Last year the official federal auditors at the Government Accountability Office reported more than $150 billion a year in fraudulent and/or erroneous entitlement spending through Social Security, Medicare, Medicaid, food stamps and other benefit programs.
One big problem with Trump is how offensive he can be. Strangely, the celebrities at the Womens March protest was remarkably offensive in response. Perhaps fighting fire with fire. The celebrities, who clearly thought of themselves as the point of the event, were remarkably embarrassing. A real opportunity was missed, I think, as much as Trump missed an opportunity in his speech.

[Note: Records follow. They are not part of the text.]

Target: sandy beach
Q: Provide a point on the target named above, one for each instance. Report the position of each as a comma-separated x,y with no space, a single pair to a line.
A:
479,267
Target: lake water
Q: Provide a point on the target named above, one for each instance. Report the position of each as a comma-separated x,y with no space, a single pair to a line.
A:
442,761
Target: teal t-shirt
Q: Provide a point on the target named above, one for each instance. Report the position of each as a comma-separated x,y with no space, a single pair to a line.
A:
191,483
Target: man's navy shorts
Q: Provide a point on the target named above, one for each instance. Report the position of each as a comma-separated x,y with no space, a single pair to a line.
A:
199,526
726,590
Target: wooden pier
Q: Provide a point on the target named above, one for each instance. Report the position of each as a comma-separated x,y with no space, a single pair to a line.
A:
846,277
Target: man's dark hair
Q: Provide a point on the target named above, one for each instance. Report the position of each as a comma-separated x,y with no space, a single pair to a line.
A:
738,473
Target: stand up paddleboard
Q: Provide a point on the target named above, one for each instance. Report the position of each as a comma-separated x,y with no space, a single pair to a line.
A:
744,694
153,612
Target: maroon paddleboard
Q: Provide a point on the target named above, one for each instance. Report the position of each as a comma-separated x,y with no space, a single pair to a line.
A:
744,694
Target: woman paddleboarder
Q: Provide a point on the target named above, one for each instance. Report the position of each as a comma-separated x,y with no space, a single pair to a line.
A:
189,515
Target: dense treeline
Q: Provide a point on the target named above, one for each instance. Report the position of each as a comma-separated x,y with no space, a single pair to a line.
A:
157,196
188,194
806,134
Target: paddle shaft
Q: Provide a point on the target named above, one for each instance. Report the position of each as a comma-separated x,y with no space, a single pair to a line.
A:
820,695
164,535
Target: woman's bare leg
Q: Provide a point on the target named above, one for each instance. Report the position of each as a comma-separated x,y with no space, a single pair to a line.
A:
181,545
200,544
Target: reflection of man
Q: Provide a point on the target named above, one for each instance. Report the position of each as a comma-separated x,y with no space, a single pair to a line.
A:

"Turkey currently holds some 140 journalists and dozens of academics in prison. No trial. In Turkey, it has become dangerous to be associated with any books, opinions or newspaper articles that are not expressly supportive of Erdoğan’s government. People inform on their neighbours, and burn their own books for fear of being caught. "(scott)
In 1901, a drilling derrick at Spindletop Hill near Beaumont, Texas, produced an enormous gusher of crude oil, coating the landscape for hundreds of feet and signaling the advent of the American oil industry. The geyser was discovered at a depth of over 1,000 feet, flowed at an initial rate of approximately 100,000 barrels a day and took nine days to cap. This started the world's first trillion dollar industry but also created a source of cheap power that fueled the century. Only now, that we are rich as a result, can we afford to regret it.
According to the National Weather Service, Lake Tahoe has gained about 33.6 billion gallons of water this month and the lake has risen about one foot.